This notebook presents the simulation of a Gaussian vector under equality/inequality constraints using the Gibbs sampler. Gibbs sampling in gstlearn is illustrated with:
the conditional simulation of an excursion set (e.g. a possible model for binary variable valued in \(\{0,1\}\)),
the computation of the conditional expectation when the observations have been censored (e.g., to take into account the limit of quantification, or LOQ, on the sample analysis).
The description of the Gibbs sampler given in Wikipedia is:
" Gibbs sampling or a Gibbs sampler is a Markov chain Monte Carlo (MCMC) algorithm for sampling from a specified multivariate probability distribution when direct sampling from the joint distribution is difficult, but sampling from the conditional distribution is more practical. This sequence can be used
Typically, some of the variables correspond to observations whose values are known, and hence do not need to be sampled.
Gibbs sampling is commonly used as a means of statistical inference, especially Bayesian inference. It is a randomized algorithm (i.e. an algorithm that makes use of random numbers), and is an alternative to deterministic algorithms for statistical inference such as the expectation-maximization algorithm (EM).

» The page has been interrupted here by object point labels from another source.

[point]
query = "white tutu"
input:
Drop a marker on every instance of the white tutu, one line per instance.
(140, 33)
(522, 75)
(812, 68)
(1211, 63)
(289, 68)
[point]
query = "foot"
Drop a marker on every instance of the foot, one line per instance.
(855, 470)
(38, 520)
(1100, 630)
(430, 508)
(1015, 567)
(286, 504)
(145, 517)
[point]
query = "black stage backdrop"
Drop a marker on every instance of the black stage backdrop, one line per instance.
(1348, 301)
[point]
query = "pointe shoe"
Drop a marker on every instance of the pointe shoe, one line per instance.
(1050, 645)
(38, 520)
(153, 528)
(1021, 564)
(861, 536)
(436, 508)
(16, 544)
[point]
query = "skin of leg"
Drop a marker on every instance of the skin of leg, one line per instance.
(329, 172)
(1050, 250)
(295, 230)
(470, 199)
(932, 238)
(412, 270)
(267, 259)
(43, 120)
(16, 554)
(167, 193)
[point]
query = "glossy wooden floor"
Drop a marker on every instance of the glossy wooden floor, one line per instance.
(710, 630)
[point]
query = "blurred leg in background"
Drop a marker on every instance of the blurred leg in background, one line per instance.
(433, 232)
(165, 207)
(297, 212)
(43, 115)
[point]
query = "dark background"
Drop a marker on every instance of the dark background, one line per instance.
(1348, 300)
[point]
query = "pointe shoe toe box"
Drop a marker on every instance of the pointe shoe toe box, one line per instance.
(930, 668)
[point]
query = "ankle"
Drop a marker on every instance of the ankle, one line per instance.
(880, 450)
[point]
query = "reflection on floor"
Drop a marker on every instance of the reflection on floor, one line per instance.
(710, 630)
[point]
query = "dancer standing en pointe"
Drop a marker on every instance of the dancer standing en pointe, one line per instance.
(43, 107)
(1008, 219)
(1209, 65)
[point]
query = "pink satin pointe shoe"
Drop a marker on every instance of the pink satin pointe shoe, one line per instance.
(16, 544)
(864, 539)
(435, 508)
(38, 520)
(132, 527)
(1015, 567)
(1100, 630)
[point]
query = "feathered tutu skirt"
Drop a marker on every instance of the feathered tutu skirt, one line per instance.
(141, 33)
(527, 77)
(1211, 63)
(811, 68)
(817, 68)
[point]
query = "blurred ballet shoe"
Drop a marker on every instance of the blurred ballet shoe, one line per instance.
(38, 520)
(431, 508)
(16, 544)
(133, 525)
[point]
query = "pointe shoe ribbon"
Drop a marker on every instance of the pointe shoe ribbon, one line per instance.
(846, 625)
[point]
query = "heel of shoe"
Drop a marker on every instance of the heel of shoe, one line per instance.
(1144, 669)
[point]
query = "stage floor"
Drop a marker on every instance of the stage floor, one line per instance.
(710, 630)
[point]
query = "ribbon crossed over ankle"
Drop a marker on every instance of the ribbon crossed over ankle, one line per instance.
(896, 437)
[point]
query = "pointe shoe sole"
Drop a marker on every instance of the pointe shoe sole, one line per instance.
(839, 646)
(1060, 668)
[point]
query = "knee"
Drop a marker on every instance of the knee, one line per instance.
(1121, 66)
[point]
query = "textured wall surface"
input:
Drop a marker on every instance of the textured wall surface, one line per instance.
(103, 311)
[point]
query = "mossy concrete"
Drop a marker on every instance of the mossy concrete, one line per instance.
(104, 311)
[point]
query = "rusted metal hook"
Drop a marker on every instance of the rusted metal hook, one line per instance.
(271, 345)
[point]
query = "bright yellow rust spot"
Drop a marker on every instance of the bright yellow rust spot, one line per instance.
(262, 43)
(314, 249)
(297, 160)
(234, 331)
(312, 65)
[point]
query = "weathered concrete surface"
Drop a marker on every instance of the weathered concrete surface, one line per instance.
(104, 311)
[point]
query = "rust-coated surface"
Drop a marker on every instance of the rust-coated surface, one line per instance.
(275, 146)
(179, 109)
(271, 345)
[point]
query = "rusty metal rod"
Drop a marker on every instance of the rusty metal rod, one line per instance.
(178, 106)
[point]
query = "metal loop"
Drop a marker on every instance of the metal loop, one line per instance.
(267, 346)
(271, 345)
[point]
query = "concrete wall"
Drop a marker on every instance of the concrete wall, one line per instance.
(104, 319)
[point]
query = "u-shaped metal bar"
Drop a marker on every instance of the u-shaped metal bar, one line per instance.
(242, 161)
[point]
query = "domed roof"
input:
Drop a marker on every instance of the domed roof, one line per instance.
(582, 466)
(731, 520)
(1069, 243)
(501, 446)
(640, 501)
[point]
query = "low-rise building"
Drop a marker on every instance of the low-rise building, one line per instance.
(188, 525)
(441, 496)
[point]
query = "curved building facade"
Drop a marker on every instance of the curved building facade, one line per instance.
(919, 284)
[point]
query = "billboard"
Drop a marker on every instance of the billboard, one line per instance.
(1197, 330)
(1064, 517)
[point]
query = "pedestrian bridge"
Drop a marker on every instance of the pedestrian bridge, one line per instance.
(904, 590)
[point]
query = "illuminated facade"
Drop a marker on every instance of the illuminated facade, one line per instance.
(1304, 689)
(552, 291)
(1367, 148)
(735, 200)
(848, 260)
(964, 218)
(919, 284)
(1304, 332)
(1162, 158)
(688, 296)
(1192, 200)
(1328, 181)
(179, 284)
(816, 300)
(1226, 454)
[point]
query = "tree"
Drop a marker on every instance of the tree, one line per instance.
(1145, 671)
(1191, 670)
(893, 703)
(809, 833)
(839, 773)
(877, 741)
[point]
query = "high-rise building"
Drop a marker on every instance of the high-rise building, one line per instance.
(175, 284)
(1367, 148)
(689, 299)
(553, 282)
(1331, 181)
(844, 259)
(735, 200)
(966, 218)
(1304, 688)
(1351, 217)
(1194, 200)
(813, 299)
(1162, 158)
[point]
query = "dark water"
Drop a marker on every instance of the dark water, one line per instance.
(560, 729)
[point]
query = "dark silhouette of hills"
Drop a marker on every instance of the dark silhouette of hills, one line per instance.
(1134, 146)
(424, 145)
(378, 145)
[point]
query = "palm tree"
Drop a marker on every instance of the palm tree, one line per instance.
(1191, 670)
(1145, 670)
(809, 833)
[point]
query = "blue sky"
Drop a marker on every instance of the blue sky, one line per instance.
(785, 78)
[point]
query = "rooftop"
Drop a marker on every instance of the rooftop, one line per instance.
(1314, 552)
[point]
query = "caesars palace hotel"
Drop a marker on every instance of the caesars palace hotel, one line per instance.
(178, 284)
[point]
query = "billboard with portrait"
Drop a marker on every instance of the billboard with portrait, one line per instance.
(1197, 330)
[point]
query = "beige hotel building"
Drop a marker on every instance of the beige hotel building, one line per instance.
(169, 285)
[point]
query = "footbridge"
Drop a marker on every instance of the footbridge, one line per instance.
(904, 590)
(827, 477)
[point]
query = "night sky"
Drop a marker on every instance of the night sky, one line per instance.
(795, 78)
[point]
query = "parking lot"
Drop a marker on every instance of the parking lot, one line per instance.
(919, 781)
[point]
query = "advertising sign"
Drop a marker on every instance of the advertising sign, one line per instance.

As with other MCMC algorithms, Gibbs sampling generates a Markov chain of samples, each of which is correlated with nearby samples. As a result, care must be taken if independent samples are desired. Generally, samples from the beginning of the chain (the burn-in period) may not accurately represent the desired distribution and are usually discarded. "
We consider the Gaussian vector \(\mathbf{Y}\) defined by the observations on a finite set \(A = \{\alpha_1, \dots, \alpha_n \}\): \(\mathbf{Y} = [Y(\alpha_i)]_{i \in 1:n}\) of a Gaussian random function. This random vector defined by
follows the Gaussian probability density function: \[ g_{\mathbf{m, \Sigma}}(y) = (\pi)^{-n/2} \, |\mathbf{\Sigma}|^{-1/2} \exp{(-\frac{1}{2} y^{t} \mathbf{\Sigma}^{-1} y)}. \]
The Gibbs sampler defines a Markov chain of random vectors \(\mathbf{Y^{(0)}, Y^{(1)}, \dots, Y^{(t)}}\) whose limiting distribution is the Gaussian distribution \(\mathcal{N}(\mathbf{m, \Sigma})\). An iteration consists in a sequential update of all the components drawn from its univariate conditional distribution: \[ Y_i^{(t)} \leftarrow y_i^{SK}(Y^{(t)}_{k < i }, Y^{(t-1)}_{i < k }) + \sigma^{SK}_i\mathcal{N}(0,1) \] where \(y_i^{SK}(Y^{(t)}_{k < i }, Y^{(t-1)}_{i < k })\) is the simple kriging of the component \(Y_i\) by the other components, those already updated \(Y^{(t)}_{k < i }\) in the current iteration and the values of the previous iteration \(Y^{(t-1)}_{k > i }\) for the others.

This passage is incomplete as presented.